Asymmetric peptidoglycan editing generates the curvature of predatory bacteria, optimizing invasion and replication within a spherical prey niche

Abstract

The vibrioid predatory bacterium Bdellovibrio bacteriovorus secretes prey wall-modifying enzymes to invade and replicate within the periplasm of Gram-negative prey bacteria. Studying self-modification of predator wall peptidoglycan during predation, we discover that Bd1075 generates self-wall curvature by exerting LD-carboxypeptidase activity in the vibrioid B. bacteriovorus strain HD100 as it grows inside spherical prey.
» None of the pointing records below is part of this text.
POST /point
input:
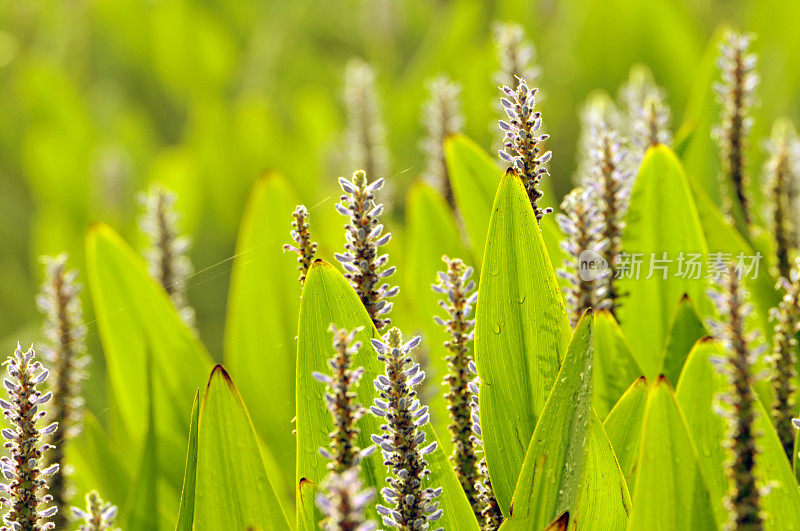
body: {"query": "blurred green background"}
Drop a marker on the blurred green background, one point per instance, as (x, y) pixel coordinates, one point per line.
(98, 98)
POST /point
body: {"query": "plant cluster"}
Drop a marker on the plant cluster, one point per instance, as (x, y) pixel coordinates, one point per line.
(596, 387)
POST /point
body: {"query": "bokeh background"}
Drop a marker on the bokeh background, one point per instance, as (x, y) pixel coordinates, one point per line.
(99, 98)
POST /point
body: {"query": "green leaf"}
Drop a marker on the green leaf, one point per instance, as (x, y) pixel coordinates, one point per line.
(698, 390)
(432, 232)
(262, 315)
(135, 316)
(686, 329)
(233, 490)
(97, 466)
(624, 427)
(142, 507)
(474, 177)
(614, 365)
(521, 334)
(562, 473)
(662, 222)
(669, 491)
(328, 298)
(186, 510)
(549, 483)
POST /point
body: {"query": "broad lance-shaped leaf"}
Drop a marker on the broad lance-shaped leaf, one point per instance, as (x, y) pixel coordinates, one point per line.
(521, 334)
(685, 330)
(624, 428)
(134, 316)
(186, 510)
(662, 224)
(233, 489)
(614, 365)
(432, 232)
(328, 298)
(474, 176)
(569, 466)
(262, 316)
(698, 390)
(669, 491)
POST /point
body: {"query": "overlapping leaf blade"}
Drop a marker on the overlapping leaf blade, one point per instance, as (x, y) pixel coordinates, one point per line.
(261, 321)
(233, 490)
(624, 428)
(670, 492)
(135, 317)
(432, 232)
(569, 465)
(615, 367)
(521, 334)
(662, 224)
Bd1075 localizes to the outer curved face of B. bacteriovorus, in contrast to most known shape-determinants. Asymmetric protein localization is determined by the novel function of a nuclear transport factor 2-like (NTF2) domain at the protein C-terminus. The solved structure of Bd1075 is monomeric, with key differences to other LD-carboxypeptidases. Rod-shaped Δbd1075 mutants invade prey more slowly than curved wild-type predators, and stretch and deform the invaded prey cell from within. Vibrioid morphology increases the evolutionary fitness of wild predatory bacteria, facilitating efficient prey invasion and intracellular growth of curved predators inside a spherical prey niche.